The colour of our flag has been slightly changed and it’s either gone woke, or it’s a fuss about nothing - depending on which corner of social media you occupy.

At England’s friendly against Brazil at Wembley on Saturday evening, hundreds wore the team’s new shirt. But, as expected, supporters were divided - one football fan even said the tops should be burnt.

Nike has refused to apologise, saying that it had no ‘intention to offend’.

I’m offended - not by the shirt’s design, but by the kit’s price tag.

The jersey, released in time for this summer’s Euros in Germany, costs £84.99. Or £124.99, depending on whether you want the fancy match-ready design or just a replica. The basic children’s design will set you back £64.99.

This price is ludicrous and, for many, unaffordable. Nike sells a range of sportswear and you can purchase a short-sleeved running top for around £30.

I’ve got no idea why the England-branded design needs to cost four times as much as a basic exercise t-shirt. It’s an insult to fans of the national game.

Speaking to the Sun last week, Labour leader and footie fan Sir Keir Starmer argued the design should be reconsidered, but also suggested that Nike ‘could also reduce the price of the shirts’. He’s right.

I understand that other football kits aren’t cheap and most Premier League clubs also market their tops at a similar price.

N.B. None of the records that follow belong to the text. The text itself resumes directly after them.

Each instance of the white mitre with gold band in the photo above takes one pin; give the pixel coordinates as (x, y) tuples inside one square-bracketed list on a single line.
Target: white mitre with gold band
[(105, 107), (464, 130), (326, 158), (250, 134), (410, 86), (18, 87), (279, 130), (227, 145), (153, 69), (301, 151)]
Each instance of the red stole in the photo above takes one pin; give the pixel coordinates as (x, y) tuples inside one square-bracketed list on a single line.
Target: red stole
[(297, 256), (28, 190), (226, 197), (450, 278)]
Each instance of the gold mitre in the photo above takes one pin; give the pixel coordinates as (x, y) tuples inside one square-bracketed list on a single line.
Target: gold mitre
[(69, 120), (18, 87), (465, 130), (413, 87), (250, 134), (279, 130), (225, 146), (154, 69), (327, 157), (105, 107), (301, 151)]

These t-shirts could be cheaper, but when it comes to the national team, everybody in England should be able to afford the top.

Children across the country need to be able to take pride in their team. But at the moment, hard-up mums and dads are struggling to stump up the hundreds of pounds required to kit out their family in the official tops.

National pride is a good thing and when it comes to the national game, the country comes together to support the team

Wearing the England kit while watching the team play - whether at home, at the pub or in the stadium - makes us all feel this pride.

The price of our nation’s football top needs to be reduced. It’s not too late to cut the cost ahead of this year’s Euros tournament, when England-mania will reach fever pitch.

If Nike do the right thing and make their kit affordable, we’ll have a sea of affordable England shirts in the crowds in Germany this summer - filled with fans young and old - cheering on our team, in the hope of bringing football home.